Hello everyone,

for a dataset that contains many countries, I have generated a tag that shows me outliers by an earlier defined criterion, taking a value of 1 if the value for a variable is an outlier and zero otherwise.

I have counted the number of outliers per country (c_id) with

Code:
bysort c_id: egen n_outliers=count(Z_mean_d_occ_SD2) if Z_mean_d_occ_SD2 == 1
Now I want to drop the entire country (c_id), if the number of outliers is above a certain number. e.g. above 3 or 4.

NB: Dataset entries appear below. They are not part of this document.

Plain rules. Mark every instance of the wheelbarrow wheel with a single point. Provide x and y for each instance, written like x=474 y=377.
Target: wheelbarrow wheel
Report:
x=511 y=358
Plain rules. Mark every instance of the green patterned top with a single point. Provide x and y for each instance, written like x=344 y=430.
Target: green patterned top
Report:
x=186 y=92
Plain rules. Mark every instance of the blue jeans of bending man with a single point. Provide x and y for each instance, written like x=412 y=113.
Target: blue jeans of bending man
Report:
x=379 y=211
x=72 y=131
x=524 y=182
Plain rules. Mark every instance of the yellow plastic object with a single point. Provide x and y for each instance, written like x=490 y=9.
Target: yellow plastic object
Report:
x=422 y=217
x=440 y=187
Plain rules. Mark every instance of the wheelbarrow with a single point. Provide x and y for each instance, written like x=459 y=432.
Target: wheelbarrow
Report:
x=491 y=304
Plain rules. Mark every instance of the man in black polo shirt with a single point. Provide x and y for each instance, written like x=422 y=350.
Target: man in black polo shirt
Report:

Here an extract of my data:

Code:
* Example generated by -dataex-. To install: ssc install dataex
clear
input float c_id str33 country float(Z_mean_d_occ_SD2 n_outliers)
7 "Bangladesh" 0 .
7 "Bangladesh" 0 .
7 "Bangladesh" 0 .
7 "Bangladesh" 1 5
7 "Bangladesh" 1 5
7 "Bangladesh" 1 5
7 "Bangladesh" 1 5
7 "Bangladesh" 0 .
7 "Bangladesh" 1 5
end
Code:
* Example generated by -dataex-. To install: ssc install dataex
clear
input float c_id str33 country float(Z_mean_d_occ_SD2 n_outliers)
41 "Indonesia" 0 .
41 "Indonesia" 0 .
41 "Indonesia" 0 .
41 "Indonesia" 0 .
41 "Indonesia" 0 .
41 "Indonesia" 1 2
41 "Indonesia" 0 .
41 "Indonesia" 0 .
41 "Indonesia" 1 2
end
So I would like to drop Bangladesh completely (5 outliers), but keep Indonesia (only 2 outliers).